Most people in the US aren’t hungry; have you seen the obesity rates? Regarding Greece you can’t spend what you don’t have, at least not forever. It seems like most of the commenters here are upset that Germany et al are putting conditions on keeping the loan spigots turned on. Who can blame them if it costs 58% up front to insure the debt?
I think Greece – and maybe a few other countries – would be better off out of the euro. The way things work now it’s like a Confederacy of Dunces with how it is organized and I think it is bound to stay that way.
People are fat in the US because of the shitty, cheap corporate crap food.
bluedot12 at #6–whatever happens, there will not be a war between European nations over this. There may be some civil unrest in Gr%%ce, however no war involving Germ@ny. Silly.
Iceland is indeed a great example of what to do. After not quite agreeing with you on climate change it is nice that I can agrre on this. Thanks for posting
Ευχαριστώ
:-)
They need out of the Euro as Germany will not allow true fiscal integration after seeing the transfer of wealth from the east and west coasts in the welfare states of the mid-west and south that has been going on for decades (Texas just stopped being a welfare state in the last couple of years). Germany is not that kind to other nations.
Everyone seems to be ignoring the corruption factor. German industry was regularly buying off Greek politicians to implement projects for said industries. Understandable, its always nice to make money on both ends. I’m not surprised the Greek people are unhappy about it though.
Any more than you failed to bring it up. In the US we would call the same behavior fraud. We’d probably start a war over it.
Greek wines winning EU contests bother you much? Seven Star Metaxa is not a better Cognac? Annisett is a better Liquorice (or licorice) flavored drink than Ouzo – great real.
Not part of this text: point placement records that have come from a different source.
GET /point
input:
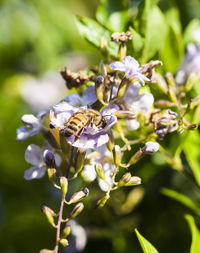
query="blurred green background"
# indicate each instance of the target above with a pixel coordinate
(40, 37)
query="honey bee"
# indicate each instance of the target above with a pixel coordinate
(76, 124)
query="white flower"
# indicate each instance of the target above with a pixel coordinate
(136, 102)
(105, 158)
(150, 147)
(131, 67)
(34, 156)
(32, 124)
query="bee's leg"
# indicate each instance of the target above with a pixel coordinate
(78, 135)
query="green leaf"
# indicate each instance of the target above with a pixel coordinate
(137, 42)
(173, 49)
(93, 32)
(147, 247)
(189, 30)
(151, 24)
(182, 199)
(113, 14)
(192, 153)
(195, 246)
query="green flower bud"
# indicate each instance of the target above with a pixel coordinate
(99, 171)
(102, 69)
(52, 175)
(80, 159)
(64, 185)
(49, 213)
(64, 242)
(117, 155)
(124, 179)
(102, 201)
(77, 210)
(66, 231)
(99, 88)
(77, 196)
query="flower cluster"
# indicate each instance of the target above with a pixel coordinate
(89, 133)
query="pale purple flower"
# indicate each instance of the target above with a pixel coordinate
(32, 126)
(35, 156)
(150, 147)
(136, 102)
(92, 136)
(131, 67)
(105, 159)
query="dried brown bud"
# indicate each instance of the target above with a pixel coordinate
(148, 69)
(77, 196)
(121, 37)
(76, 211)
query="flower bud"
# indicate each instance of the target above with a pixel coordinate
(99, 88)
(64, 185)
(150, 148)
(117, 155)
(49, 213)
(125, 114)
(104, 46)
(136, 157)
(63, 143)
(172, 94)
(52, 175)
(66, 231)
(170, 79)
(46, 251)
(110, 144)
(49, 159)
(123, 87)
(77, 210)
(102, 201)
(133, 181)
(64, 242)
(124, 179)
(77, 196)
(102, 69)
(191, 81)
(122, 51)
(99, 171)
(80, 159)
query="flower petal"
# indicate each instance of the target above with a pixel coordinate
(34, 155)
(130, 62)
(24, 133)
(142, 103)
(132, 124)
(73, 99)
(117, 65)
(34, 172)
(29, 119)
(89, 96)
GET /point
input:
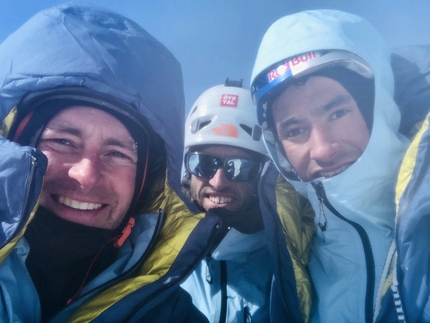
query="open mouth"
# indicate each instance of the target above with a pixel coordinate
(74, 204)
(334, 172)
(220, 199)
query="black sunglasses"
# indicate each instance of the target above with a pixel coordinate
(235, 169)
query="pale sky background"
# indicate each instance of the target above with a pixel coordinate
(216, 39)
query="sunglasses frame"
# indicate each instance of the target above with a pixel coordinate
(222, 163)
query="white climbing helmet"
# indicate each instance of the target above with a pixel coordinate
(224, 115)
(266, 83)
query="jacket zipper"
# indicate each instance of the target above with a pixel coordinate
(124, 275)
(23, 219)
(367, 248)
(223, 278)
(211, 241)
(419, 179)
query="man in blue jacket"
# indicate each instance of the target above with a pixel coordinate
(84, 109)
(323, 85)
(224, 158)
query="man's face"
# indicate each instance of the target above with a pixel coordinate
(91, 171)
(320, 127)
(218, 191)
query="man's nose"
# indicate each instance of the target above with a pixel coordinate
(219, 181)
(324, 148)
(86, 172)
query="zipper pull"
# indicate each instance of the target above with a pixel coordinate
(319, 189)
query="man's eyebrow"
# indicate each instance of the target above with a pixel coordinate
(128, 143)
(336, 101)
(61, 127)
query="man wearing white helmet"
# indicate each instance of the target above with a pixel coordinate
(323, 86)
(223, 159)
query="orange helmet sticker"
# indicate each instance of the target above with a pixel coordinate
(226, 130)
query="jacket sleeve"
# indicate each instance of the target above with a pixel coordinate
(297, 219)
(21, 175)
(288, 221)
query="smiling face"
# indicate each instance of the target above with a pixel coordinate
(91, 172)
(218, 191)
(320, 127)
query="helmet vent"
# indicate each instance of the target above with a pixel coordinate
(256, 133)
(247, 129)
(197, 125)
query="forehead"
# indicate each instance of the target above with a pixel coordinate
(84, 119)
(316, 95)
(224, 151)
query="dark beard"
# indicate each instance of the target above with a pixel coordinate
(61, 253)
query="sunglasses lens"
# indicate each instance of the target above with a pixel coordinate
(204, 166)
(236, 169)
(241, 169)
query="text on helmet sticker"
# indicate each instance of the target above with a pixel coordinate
(289, 64)
(226, 130)
(229, 100)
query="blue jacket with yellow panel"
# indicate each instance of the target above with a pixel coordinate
(84, 47)
(405, 293)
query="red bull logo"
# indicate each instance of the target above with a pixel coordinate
(289, 64)
(229, 100)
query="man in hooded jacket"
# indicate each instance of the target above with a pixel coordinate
(112, 238)
(323, 86)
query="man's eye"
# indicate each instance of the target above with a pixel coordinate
(61, 141)
(338, 114)
(293, 132)
(121, 157)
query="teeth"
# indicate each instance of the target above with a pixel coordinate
(78, 205)
(335, 172)
(220, 199)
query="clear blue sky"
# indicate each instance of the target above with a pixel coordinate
(216, 39)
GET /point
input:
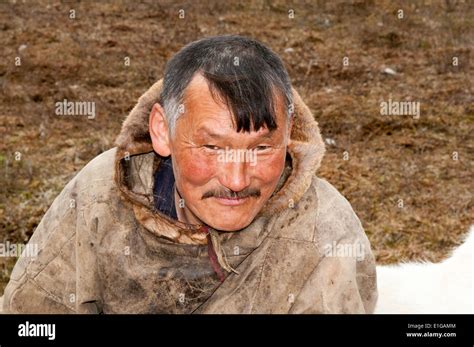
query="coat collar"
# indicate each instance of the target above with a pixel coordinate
(136, 161)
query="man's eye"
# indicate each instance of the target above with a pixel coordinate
(212, 147)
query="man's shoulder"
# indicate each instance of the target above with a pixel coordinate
(335, 214)
(100, 168)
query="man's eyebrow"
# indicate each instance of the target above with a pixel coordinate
(211, 133)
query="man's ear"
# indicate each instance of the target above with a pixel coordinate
(159, 131)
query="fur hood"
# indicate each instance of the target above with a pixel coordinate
(306, 152)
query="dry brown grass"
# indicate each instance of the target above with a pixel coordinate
(390, 157)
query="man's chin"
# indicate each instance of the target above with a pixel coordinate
(224, 222)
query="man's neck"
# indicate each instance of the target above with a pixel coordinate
(184, 214)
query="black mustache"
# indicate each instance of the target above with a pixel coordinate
(230, 194)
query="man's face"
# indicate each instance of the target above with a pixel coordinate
(224, 177)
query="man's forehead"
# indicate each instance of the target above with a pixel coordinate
(211, 116)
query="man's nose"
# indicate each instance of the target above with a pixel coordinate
(235, 176)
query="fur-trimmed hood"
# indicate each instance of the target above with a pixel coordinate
(306, 151)
(115, 254)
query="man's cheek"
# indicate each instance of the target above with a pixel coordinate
(269, 170)
(197, 169)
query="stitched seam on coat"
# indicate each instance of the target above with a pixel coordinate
(261, 277)
(54, 258)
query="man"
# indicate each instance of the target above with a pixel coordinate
(208, 204)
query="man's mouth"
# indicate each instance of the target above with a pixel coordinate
(231, 201)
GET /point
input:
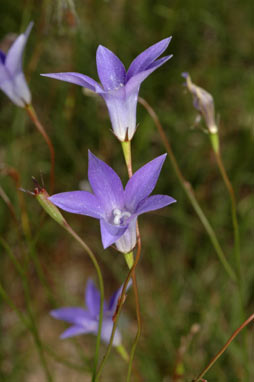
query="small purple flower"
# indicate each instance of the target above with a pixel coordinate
(86, 321)
(120, 88)
(12, 79)
(116, 208)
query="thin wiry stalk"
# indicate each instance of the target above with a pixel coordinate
(101, 287)
(230, 189)
(33, 116)
(236, 332)
(128, 159)
(119, 308)
(190, 193)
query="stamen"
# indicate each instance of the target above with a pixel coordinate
(120, 217)
(116, 212)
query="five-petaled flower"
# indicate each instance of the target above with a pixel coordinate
(120, 88)
(116, 208)
(203, 102)
(12, 79)
(86, 321)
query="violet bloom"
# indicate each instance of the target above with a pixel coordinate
(120, 88)
(12, 79)
(116, 208)
(86, 321)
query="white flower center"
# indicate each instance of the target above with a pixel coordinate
(120, 217)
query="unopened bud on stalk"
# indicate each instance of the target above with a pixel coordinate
(203, 102)
(42, 196)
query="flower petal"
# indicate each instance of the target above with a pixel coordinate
(154, 202)
(78, 202)
(76, 330)
(2, 57)
(142, 183)
(13, 60)
(110, 233)
(93, 298)
(105, 184)
(77, 79)
(146, 58)
(110, 69)
(122, 110)
(72, 315)
(138, 78)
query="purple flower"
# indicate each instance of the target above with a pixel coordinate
(86, 321)
(116, 208)
(12, 79)
(118, 87)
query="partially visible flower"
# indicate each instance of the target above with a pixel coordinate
(203, 102)
(12, 79)
(86, 321)
(120, 88)
(116, 208)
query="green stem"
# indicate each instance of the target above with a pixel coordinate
(211, 363)
(123, 353)
(190, 193)
(118, 309)
(34, 118)
(237, 256)
(126, 146)
(33, 328)
(233, 213)
(101, 287)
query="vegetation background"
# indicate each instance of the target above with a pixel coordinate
(180, 279)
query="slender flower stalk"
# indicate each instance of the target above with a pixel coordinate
(190, 193)
(126, 146)
(119, 308)
(204, 103)
(212, 362)
(34, 118)
(231, 192)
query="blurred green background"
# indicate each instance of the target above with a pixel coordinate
(180, 279)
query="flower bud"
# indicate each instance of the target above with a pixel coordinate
(42, 196)
(203, 102)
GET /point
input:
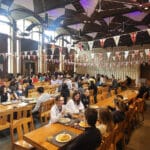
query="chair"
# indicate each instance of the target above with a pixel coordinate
(92, 100)
(112, 92)
(99, 97)
(44, 111)
(119, 90)
(21, 126)
(22, 112)
(106, 142)
(5, 119)
(140, 110)
(119, 135)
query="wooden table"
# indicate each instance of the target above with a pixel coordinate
(128, 94)
(12, 106)
(38, 137)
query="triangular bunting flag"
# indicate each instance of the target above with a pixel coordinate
(136, 52)
(92, 55)
(126, 53)
(102, 42)
(133, 36)
(147, 52)
(141, 54)
(116, 39)
(108, 54)
(90, 44)
(148, 31)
Olive oil in 50 flavors is too much choice?
I grant you food for the cheap tourist – like pasta – is over-cooked in the outdoor take out places – but who does lamb better – the French? – get real.
Greek Stews are the same as in Aix-en-Provence but you don’t pay for the French PR – and the Greek oregano is better.
You’re welcome. Michael Hudson is a many-time guest of Gary Null, and was on his show, today.
It’s interesting how we confuse the banks with the governments, the eurozone with europe, and the stock market with the real economy.
Why can’t Europe and the US nationalize these banks along with all the credits they’ve created and issue new currency, but not to the Bankers/Traders/Casino owners who should have been bankrupted in the first place?